The Uyghur Forced Labor Prevention Act (UFLPA) was signed into law in December 2021 to address the use of forced labor in Xinjiang, China. It establishes a rebuttable presumption that the importation of any goods, wares, articles, and merchandise mined, produced, or manufactured wholly or in part in Xinjiang, or produced by entities on the UFLPA Entity List, is prohibited.

Here is what companies need to know to ensure compliance with UFLPA import and supply chain requirements:

  • The UFLPA’s import prohibition went into force on June 21, 2022, and applies to all suppliers and steps in the supply chains of products entering the U.S., from raw materials to finished products.

  • There is no de minimis exception for products with small or minor inputs/raw materials from Xinjiang.

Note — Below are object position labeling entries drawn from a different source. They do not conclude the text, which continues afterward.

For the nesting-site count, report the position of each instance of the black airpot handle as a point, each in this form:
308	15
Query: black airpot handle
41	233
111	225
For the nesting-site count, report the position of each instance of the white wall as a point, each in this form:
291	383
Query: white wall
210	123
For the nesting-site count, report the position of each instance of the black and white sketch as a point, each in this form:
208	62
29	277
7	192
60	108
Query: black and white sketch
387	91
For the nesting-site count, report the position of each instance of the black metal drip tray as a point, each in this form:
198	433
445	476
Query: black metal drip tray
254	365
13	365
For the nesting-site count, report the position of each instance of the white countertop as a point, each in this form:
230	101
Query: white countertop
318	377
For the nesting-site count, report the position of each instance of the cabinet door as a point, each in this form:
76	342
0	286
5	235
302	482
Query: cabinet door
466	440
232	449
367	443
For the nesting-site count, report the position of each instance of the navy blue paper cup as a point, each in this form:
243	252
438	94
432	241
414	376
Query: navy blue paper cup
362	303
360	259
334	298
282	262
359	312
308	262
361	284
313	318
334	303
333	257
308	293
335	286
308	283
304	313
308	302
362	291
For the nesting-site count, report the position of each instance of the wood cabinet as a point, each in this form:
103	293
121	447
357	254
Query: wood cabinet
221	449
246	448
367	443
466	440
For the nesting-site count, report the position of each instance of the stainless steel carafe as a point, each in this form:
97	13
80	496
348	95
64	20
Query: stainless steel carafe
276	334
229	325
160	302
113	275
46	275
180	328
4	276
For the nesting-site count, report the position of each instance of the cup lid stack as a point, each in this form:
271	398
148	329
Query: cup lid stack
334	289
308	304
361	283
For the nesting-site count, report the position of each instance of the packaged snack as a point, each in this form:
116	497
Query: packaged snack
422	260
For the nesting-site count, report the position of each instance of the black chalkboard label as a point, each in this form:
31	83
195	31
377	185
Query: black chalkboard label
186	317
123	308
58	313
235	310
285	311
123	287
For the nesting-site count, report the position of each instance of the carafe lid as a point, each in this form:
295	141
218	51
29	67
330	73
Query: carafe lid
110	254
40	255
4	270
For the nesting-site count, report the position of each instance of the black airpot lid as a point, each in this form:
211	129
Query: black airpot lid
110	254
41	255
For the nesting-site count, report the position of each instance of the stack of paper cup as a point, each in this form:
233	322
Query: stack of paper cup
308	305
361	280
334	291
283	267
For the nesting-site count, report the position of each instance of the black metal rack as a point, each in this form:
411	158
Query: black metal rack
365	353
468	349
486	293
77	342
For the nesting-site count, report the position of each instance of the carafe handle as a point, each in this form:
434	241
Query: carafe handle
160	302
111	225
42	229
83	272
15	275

  • In terms of enforcement priorities, U.S. Customs and Border Protection (CBP) is employing a dynamic risk-based approach that prioritizes the highest-risk goods based on CBP’s current data and intelligence. Currently, the highest-risk goods include those imported directly from Xinjiang into the U.S. and from entities on the UFLPA Entity List.

  • High-priority sectors for enforcement include tomatoes, agricultural goods, cotton, textiles, apparel, chemicals, polysilicon, and silica-based products, including the raw materials used to make aluminum alloys, silicones, and polysilicon. CBP has also ramped up detentions of electronics, footwear, and various industrial/manufacturing materials under the UFLPA.

  • In terms of enforcement, if CBP suspects a shipment contains Xinjiang-origin inputs based on the data and intelligence available to it, CBP will detain the shipment and inform the importer, at which point the importer will have the opportunity to export the merchandise or try to get it cleared and released into the U.S. by rebutting the presumption of forced labor or demonstrating that the supply chain does not involve Xinjiang or any parties on the UFLPA Entity List.

  • To rebut the presumption of forced labor and have the merchandise released into the U.S., an importer must:

    • Demonstrate by clear and convincing evidence that the goods in question were not produced wholly or in part by forced labor.
    • Fully respond to all CBP requests for information about the goods under CBP review.
    • Demonstrate that it has fully complied with the government’s UFLPA compliance guidance.

  • The importer has 30 days from the day the merchandise is presented to CBP for examination at the U.S. port of entry to provide all the information necessary and answer all CBP questions in an effort to obtain an exception (or prove that there is no connection whatsoever between the supply chain in question and Xinjiang or parties on the UFLPA Entity List, in which case the UFLPA would not apply).

  • Importantly, as a threshold matter, importers must comply with the government’s UFLPA compliance guidance in order to be eligible for an exception to the rebuttable presumption.

  • In order for an importer to demonstrate that it has fully complied with the government’s UFLPA compliance guidance, the importer is expected to conduct thorough supply chain due diligence and institute reliable measures to ensure goods imported into the U.S. are not produced wholly or in part with forced labor (including convict labor, indentured labor, and indentured child labor). More specifically, such due diligence includes tracing supply chains, identifying and communicating with supply chain partners and stakeholders, assessing risks, creating and disseminating a code of conduct, training agents and employees, monitoring compliance, remediating violations, and conducting independent reviews.

  • Any exception that CBP grants to the rebuttable presumption must be reported to Congress, so the level of evidence that will be required to overcome the rebuttable presumption, namely “clear and convincing” evidence, is very high. No U.S. importer has successfully rebutted this presumption to date.

  • To satisfy the “clear and convincing” evidentiary standard, an importer must:

    • Provide evidence mapping the entire supply chain, all entities involved, and all transport along the supply chain.
    • With respect to the entities in the supply chain subject to the UFLPA, provide lists of all workers, whether they are from Xinjiang and their residency status, hours worked and daily production output, and how and to whom wages are paid, as well as evidence that none of the workers were recruited/transferred by the Chinese government or entities on the UFLPA Entity List and that every worker from Xinjiang is working voluntarily without menace or threat of penalty.

  • In order to prove that goods and their inputs are sourced completely from outside Xinjiang and have no connection to the UFLPA Entity List (in which case the UFLPA would not apply), an importer must:

    • Trace and document the complete supply chain and be able to provide CBP with detailed descriptions of all the steps of the chain from raw materials to finished product, all the entities involved in these steps, and the roles and relationships of all the entities involved.
    • Provide evidence of the origin of each input of the finished good, using unique identifiers to track inputs where possible.